Findings versus verification limits
Separate release confirmation items from neutral tool limits:
- A release confirmation item is a diff-linked production risk, such as a new env var whose
production secret cannot be verified, a schema change with unclear migration status, or a new queue
whose infrastructure cannot be confirmed. Classify it as P1 or P2 and set the conclusion to
NEEDS_CONFIRMATIONunless a P0 also exists. - An "Unable To Verify" entry is a neutral limitation, such as missing remote access or deployment platform credentials when the diff does not introduce a specific release requirement. Neutral limitations do not change the conclusion by themselves.
- If a limitation blocks confirmation of a release-critical diff change, promote it to a P1/P2 finding rather than leaving it only in "Unable To Verify".
- Use
NO_BLOCKER_FOUNDonly when no P0-P2 findings or release confirmation items were found from available evidence. The report may still include neutral verification limits.
Output rules
- Show P0 and P1 findings first, then P2 confirmation items.

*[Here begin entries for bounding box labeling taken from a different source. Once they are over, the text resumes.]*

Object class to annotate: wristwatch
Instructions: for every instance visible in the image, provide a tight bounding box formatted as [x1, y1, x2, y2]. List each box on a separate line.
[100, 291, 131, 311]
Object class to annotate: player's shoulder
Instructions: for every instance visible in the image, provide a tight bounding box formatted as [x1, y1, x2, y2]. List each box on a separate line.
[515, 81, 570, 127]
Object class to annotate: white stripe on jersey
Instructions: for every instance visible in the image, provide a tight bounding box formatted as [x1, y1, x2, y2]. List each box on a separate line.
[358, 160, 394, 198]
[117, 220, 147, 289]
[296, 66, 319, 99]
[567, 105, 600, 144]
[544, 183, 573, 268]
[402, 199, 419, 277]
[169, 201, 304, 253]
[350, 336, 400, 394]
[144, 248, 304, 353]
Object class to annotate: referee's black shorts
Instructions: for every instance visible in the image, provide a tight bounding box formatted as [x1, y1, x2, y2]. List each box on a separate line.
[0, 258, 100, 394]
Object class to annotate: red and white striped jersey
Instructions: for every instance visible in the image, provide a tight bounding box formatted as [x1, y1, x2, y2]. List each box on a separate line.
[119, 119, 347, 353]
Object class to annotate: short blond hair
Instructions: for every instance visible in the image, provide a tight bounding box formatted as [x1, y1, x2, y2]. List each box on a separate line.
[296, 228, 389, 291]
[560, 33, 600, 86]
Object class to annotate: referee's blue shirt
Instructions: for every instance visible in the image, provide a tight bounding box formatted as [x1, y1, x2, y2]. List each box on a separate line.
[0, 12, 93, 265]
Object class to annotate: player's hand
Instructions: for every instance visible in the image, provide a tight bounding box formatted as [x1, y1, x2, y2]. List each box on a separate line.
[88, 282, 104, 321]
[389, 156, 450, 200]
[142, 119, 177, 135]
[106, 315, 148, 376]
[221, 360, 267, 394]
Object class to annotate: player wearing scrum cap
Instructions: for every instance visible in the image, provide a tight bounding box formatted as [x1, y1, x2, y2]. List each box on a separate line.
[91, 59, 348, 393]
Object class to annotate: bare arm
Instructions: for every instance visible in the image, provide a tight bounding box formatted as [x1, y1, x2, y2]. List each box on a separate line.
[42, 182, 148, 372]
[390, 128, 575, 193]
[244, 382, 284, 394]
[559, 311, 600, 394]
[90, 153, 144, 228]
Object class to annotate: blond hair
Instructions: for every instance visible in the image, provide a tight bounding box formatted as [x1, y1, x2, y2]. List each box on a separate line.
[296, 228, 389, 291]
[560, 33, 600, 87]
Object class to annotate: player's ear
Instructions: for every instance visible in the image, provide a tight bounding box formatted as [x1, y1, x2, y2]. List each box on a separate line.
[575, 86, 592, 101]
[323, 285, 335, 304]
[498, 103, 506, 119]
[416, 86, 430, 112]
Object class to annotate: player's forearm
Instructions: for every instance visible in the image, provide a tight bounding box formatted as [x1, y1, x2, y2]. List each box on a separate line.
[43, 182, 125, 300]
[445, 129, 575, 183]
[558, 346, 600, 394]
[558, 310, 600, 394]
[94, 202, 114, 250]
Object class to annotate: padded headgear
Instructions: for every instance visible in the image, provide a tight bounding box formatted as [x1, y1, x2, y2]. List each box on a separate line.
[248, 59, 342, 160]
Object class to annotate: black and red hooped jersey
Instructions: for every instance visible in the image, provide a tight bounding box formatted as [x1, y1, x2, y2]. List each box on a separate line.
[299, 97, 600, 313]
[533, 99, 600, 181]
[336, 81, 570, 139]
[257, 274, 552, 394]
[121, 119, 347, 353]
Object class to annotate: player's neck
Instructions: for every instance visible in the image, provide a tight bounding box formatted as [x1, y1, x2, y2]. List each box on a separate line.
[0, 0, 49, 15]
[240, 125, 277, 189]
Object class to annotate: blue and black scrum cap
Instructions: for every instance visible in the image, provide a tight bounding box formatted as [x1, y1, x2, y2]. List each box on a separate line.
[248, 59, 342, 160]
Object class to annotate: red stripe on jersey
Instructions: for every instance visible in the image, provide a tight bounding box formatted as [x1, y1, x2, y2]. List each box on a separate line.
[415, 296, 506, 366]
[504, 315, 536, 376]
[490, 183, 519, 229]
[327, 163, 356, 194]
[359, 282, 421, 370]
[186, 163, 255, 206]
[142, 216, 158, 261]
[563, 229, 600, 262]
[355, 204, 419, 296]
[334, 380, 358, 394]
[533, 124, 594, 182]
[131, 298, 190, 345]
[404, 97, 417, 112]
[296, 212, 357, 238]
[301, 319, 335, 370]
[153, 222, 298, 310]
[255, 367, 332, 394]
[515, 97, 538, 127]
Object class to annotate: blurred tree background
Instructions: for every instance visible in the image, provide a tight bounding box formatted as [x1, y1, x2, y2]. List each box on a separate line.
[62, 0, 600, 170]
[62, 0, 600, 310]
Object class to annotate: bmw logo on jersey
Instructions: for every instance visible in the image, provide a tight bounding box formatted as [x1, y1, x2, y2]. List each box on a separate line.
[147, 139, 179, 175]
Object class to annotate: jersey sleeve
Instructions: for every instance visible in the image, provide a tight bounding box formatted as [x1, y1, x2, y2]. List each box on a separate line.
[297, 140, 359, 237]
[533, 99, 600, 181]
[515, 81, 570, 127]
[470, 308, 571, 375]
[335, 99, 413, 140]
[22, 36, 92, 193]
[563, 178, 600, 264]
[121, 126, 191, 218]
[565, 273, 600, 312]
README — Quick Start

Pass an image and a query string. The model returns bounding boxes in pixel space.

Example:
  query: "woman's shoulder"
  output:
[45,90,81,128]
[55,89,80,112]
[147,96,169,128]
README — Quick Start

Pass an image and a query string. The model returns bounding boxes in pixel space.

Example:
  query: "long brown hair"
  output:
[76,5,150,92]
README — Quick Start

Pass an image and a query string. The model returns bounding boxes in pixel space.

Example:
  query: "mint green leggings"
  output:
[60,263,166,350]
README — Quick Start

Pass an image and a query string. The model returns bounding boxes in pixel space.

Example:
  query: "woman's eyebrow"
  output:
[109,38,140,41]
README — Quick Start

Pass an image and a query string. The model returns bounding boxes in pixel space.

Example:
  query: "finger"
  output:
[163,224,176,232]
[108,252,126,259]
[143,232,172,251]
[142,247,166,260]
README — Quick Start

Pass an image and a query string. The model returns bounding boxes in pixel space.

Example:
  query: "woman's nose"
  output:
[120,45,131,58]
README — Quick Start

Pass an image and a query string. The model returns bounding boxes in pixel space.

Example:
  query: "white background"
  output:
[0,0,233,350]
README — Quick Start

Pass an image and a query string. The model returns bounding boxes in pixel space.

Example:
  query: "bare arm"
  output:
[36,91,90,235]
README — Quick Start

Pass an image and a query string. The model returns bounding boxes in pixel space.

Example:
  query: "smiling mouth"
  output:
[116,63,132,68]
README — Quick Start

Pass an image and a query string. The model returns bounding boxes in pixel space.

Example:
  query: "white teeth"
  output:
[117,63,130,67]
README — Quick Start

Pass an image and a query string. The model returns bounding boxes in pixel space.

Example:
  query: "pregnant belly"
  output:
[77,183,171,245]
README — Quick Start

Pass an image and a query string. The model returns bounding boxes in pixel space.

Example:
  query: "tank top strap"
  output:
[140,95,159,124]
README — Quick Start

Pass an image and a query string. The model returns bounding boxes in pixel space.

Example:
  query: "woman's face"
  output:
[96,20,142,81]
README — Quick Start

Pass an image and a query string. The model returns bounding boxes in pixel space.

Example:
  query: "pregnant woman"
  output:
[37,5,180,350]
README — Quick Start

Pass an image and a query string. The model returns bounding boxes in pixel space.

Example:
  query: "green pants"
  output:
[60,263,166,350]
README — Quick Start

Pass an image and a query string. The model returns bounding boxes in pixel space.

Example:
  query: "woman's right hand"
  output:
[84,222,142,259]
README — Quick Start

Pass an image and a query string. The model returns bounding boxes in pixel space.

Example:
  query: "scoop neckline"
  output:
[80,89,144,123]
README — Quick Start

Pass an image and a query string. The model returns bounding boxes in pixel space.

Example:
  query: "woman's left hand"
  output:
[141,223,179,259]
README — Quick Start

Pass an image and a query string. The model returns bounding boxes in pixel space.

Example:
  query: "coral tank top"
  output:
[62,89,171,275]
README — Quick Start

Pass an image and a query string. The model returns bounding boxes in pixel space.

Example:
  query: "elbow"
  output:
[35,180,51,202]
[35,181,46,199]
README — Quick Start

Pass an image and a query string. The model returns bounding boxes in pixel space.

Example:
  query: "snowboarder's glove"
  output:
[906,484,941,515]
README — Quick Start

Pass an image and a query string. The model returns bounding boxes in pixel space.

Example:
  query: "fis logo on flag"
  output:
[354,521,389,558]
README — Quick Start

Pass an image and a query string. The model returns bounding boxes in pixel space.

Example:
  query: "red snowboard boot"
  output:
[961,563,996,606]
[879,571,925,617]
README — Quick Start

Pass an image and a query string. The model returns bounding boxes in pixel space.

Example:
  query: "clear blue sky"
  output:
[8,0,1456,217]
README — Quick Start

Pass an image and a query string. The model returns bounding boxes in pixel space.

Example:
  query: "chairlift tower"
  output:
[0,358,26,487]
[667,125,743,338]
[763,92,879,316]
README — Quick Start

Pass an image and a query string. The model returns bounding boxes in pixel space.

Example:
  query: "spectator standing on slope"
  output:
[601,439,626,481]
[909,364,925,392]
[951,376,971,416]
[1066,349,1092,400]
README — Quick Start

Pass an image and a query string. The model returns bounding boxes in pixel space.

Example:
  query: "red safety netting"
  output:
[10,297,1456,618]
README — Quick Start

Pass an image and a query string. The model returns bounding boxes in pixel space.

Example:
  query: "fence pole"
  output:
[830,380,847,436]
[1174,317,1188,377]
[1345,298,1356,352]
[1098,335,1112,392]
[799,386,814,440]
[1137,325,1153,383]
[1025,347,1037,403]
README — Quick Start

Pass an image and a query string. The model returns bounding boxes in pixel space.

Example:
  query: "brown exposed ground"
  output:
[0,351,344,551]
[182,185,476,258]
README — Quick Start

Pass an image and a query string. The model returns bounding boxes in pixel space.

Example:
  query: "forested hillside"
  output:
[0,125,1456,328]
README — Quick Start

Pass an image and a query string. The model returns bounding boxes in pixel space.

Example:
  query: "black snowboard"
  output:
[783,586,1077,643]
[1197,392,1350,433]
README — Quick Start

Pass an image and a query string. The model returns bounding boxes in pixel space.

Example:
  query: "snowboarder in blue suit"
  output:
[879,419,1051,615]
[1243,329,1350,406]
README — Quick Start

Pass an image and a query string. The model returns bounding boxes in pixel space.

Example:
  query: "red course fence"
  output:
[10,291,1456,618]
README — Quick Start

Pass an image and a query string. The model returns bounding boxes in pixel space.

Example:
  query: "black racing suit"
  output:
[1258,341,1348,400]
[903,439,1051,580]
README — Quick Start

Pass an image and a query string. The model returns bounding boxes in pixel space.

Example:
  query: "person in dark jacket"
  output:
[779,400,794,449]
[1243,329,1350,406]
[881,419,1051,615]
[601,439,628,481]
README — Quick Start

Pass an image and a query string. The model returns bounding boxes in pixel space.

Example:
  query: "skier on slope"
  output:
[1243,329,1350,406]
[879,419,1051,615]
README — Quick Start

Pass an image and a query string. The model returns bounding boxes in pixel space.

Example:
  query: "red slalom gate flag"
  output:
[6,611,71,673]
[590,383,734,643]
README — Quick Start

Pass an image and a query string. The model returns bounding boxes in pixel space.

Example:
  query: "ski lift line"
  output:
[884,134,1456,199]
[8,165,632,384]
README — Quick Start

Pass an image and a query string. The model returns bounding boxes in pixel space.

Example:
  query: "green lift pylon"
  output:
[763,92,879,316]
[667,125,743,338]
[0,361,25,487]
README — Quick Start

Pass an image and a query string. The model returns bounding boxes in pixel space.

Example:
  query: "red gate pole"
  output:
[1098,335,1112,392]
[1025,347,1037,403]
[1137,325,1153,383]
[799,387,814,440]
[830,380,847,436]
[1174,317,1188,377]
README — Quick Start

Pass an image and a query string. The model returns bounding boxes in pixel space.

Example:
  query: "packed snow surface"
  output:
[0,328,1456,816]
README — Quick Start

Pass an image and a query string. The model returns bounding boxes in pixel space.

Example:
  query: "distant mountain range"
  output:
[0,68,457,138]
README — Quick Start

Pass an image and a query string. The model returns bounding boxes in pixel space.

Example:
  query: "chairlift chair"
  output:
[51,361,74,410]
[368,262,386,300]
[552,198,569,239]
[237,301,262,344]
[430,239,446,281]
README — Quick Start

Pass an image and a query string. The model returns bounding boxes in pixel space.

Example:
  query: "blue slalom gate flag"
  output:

- Do not list clean checklist categories.
- Include a service deployment order section only when the diff touches multiple services, asynchronous workers, migrations, queues, cache, or public contracts.
- If no P0 blocker is found but P1/P2 confirmation items remain, use
NEEDS_CONFIRMATION. - If no P0-P2 findings exist, include the reviewed range and any neutral verification limits.
- Keep the report short enough for a release manager to act on immediately.
Test prompts
Use these prompts to validate the skill behavior:
- "Run a pre-release review and tell me if this production deploy has risks."
- "Review PR #123 before release. Check migrations, configs, and cache work."
- "This repo has no tags. Use the default strategy and audit release readiness."
- "Check
v1.2.3..HEADfor backend go-live blockers."